We must stay and help the churches in Cuba

“We returned to Cuba against the traffic because 80 percent of the seminary graduates and 70 percent of the Presbyterian pastors left the country,” Ham-Stanard said. “While my parents had many opportunities to go back to America or go live in Europe, my father said we needed to serve the churches in Cuba.”

He said the church in Cuba today was shaped by the 30 percent of pastors who stayed in Cuba.

“The church today owes a lot to the pastors who stayed during a critical time, living in an atheist regime, and we also owe much to the women of our church who were determined to help keep the church alive.”

Atheist policy was imposed on the people, which created what Ham-Stanard called a “double standard” with people having both a private and a public identity.

“People in Cuba have always been very religious,” he said, “but living under an atheist regime meant practicing their religion in private and then wearing their atheism on the outside, in public, like a jacket.”

Ham-Stanard said they were lucky because the government did not close churches, nor were pastors persecuted for their beliefs. The Cuban people endured what he called a “more subtle type of discrimination.”

“Religious people could not pursue a career that might impact the ideology of the people,” he said. “If you were religious you could not study journalism, psychology, international affairs, and so forth. You could have a technical career, such as medicine and engineering, so as not to changes the minds of the people.”

One question can change a person’s life

Ham-Stanard had just completed service in the army when his local pastor asked him, “What are your going to do with your life now?” He had wanted to study engineering, but the pastor encouraged him to think about a religious life. He spoke to his father, who gave him his blessing to pursue his call to serve God.

“This shows how one question can change a person’s life,” Ham-Stanard said. “The Gospels are full of examples in which Jesus raised questions that change the lives of the people, and one question changed my life.”

He Dr. Ham-Stanard said the outlook for religious people became more positive following several events in the 1980s and 1990s. The first was a 1984 visit to Cuba by then presidential candidate Jesse Jackson, who invited Fidel Castro to attend a service at a Methodist church. They two attended together and their visit was broadcast on national television.

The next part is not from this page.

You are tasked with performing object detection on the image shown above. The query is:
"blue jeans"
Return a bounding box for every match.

The second event was when Castro published a book, “Fidel & Religion: Conversations with Frei Betto on Marxism & Liberation Theology,” which was the result of Castro spending 23 hours with a Dominican priest from Brazil.

The third event was at 1989 meeting of Cuban religious leaders with Castro. “This is when we told him that atheism was becoming so dogmatic it was becoming a form of religion,” Ham-Stanard said. That meeting led to a public referendum where the people voted to amend the constitution in a way that gave people a choice to be atheist or not.

“After that, we started to experience a tremendous opening in our religious lives and churches started carrying out their mission outside the sanctuary walls,” Ham-Stanard said.

The 1998 visit of Pope John Paul II led to the establishment of Protestant rallies held at stadiums and broadcast on television. Today, Ham-Stanard said pastors are now elected to Parliament.

With God, all things are possible

Fast forward to 2014 and Ham-Stanard said everyone in Cuba was caught off guard by the announcement a chance for normalization of relations between the United States and Cuba.

“We were surprised to see the pictures of President Obama with Raul Castro,” Ham-Stanard said. “We never thought we would see this in our lifetime, and we still have a long way to go. Every Sunday for decades, we prayed for the normalization of relations between our two countries. With God, all things are possible.”

He said today there are 14 seminaries in Cuba. He was named president of Matanzas Evangelical Theological Seminary in 2015, and this year is the seminary’s 70th anniversary.

“God is in control, and that is why we are the church in Cuba that we are today,” he said.